Book Review--Supreme Discomfort: The Divided Soul Of Clarence Thomas
By Pejman Yousefzadeh Comments (0) / Email this page » / Leave a comment »
There are a great many things wrong with this book. For starters, it is insulting to the intelligence of its readers. We are told that Clarence Thomas has perfected the art of victimology despite the fact that he is a Supreme Court Justice and yet, the authors, Kevin Merida and Michael Fletcher don't seem at all willing to acknowledge that because of the many astounding public efforts to besmirch Justice Thomas's character, perhaps the Justice might actually have the right to be a little aggrieved concerning the way he has been treated in public.

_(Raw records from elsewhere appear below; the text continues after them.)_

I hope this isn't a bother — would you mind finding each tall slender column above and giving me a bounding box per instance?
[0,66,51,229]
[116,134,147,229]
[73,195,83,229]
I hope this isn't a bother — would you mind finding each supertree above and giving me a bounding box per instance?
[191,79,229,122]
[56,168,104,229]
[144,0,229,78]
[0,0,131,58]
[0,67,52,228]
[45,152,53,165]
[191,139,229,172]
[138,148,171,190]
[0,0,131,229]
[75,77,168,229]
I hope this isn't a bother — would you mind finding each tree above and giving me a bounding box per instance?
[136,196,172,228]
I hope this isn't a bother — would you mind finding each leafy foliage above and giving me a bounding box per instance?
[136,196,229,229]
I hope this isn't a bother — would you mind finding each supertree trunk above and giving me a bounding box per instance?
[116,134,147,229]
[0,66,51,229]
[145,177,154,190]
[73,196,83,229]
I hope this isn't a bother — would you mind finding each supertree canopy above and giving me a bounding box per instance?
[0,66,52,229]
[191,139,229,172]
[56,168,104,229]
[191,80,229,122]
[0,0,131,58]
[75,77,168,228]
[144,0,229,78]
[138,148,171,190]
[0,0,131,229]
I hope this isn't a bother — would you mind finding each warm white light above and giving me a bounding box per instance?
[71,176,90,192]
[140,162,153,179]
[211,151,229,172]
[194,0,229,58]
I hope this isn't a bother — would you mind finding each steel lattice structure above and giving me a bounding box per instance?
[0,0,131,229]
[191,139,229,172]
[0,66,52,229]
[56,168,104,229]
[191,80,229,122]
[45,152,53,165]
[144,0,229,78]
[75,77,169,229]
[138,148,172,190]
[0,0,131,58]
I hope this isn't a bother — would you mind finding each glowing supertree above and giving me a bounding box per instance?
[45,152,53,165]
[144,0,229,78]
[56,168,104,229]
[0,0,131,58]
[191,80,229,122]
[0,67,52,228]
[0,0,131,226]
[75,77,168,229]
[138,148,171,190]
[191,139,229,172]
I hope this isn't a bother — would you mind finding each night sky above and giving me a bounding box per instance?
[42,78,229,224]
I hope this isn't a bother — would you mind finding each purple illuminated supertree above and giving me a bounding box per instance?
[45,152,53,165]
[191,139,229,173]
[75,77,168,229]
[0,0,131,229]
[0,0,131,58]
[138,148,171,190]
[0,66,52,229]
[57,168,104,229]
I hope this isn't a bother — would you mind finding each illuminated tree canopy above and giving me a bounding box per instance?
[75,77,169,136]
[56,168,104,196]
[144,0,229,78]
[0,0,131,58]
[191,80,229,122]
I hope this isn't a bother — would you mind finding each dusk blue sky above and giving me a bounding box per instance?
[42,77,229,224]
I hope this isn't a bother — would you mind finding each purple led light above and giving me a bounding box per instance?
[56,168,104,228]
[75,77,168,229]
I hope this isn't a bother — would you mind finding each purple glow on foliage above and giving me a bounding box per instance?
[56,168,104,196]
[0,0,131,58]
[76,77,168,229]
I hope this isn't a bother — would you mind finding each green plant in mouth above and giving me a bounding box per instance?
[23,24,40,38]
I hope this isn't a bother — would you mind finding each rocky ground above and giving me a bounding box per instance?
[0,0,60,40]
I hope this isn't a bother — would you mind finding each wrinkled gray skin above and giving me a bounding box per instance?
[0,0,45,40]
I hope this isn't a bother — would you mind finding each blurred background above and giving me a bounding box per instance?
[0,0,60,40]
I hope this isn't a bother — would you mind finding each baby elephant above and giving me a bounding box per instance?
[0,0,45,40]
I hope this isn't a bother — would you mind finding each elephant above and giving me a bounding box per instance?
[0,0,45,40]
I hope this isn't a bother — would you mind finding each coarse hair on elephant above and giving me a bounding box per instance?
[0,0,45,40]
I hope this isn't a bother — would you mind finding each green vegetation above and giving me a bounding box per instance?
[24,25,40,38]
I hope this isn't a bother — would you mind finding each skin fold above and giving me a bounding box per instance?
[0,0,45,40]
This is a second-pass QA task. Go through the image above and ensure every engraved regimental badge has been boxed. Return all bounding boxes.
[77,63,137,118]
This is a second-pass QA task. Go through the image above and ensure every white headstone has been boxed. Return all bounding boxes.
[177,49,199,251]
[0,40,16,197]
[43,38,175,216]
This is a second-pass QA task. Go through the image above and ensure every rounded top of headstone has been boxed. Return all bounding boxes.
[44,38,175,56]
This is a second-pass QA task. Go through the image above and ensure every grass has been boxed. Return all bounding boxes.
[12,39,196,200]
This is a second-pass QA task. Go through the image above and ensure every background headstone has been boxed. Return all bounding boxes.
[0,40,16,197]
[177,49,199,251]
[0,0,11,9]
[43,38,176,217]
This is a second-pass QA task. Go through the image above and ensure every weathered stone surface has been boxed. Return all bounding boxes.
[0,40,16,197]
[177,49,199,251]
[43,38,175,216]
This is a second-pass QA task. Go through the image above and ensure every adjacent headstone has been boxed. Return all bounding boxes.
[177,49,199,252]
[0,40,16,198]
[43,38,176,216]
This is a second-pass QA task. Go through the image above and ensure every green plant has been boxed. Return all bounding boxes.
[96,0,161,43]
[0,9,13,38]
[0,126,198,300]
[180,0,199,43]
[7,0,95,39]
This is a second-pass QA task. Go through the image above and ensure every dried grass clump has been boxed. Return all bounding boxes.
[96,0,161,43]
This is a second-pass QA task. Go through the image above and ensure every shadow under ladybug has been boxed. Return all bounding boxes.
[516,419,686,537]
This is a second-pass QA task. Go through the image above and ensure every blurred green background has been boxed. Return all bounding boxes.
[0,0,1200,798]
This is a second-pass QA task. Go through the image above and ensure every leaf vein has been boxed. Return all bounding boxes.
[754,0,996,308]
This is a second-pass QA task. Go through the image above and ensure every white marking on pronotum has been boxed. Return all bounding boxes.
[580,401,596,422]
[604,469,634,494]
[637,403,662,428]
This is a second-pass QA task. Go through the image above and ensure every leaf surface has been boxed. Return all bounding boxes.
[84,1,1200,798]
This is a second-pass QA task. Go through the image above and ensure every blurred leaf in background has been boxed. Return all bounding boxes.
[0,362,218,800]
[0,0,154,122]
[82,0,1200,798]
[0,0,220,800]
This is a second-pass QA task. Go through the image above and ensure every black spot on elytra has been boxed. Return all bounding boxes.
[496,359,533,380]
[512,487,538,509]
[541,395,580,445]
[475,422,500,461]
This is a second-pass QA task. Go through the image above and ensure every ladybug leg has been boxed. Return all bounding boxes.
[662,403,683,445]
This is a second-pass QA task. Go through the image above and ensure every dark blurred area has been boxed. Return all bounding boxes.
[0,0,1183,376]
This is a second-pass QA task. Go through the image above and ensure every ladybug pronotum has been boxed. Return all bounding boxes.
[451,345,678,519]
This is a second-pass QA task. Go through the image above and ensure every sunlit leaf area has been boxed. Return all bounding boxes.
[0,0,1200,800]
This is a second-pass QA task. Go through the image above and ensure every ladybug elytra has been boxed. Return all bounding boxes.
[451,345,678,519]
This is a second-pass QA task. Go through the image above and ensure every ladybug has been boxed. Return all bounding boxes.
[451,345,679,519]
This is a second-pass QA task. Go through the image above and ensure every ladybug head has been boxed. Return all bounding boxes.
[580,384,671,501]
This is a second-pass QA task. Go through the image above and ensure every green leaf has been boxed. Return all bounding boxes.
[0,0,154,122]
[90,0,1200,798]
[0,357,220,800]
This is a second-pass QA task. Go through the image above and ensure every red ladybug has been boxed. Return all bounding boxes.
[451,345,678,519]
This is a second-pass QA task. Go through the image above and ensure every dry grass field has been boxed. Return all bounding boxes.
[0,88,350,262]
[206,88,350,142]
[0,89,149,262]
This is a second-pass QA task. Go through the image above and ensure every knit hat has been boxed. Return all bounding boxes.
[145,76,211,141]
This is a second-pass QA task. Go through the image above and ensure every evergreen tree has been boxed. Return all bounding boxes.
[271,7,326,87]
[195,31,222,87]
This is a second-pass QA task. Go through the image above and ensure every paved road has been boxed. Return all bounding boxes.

We are repeatedly told of some strange prejudice the Justice supposedly has against light-skinned African Americans, but to the best of my recollection, no one is actually quoted for the record as saying this (even if they are, the vast majority of quotes on this bizarre issue are anonymous). We are invited to express incredulity over the fact that liberal African Americans reach out to Thomas and invite him to social events . . . only to see the Justice continue to vote in favor of conservative positions on the Court, and yet, Merida and Fletcher don't seem to understand that a Supreme Court Justice is not some sort of a super-legislator open for lobbying and he is certainly not supposed to change his voting styles simply because someone, somewhere, throws a nice shindig in his honor. Opinions with which Merida and Fletcher disagree are basically dismissed with intimations that Thomas is a meanie. Jonathan Adler proves he is a master of understatement when he notes that the book "devotes less space to doctrinal analysis than some of us lawprofs might like." Orin Kerr notes similar problems with the lack of legal analysis.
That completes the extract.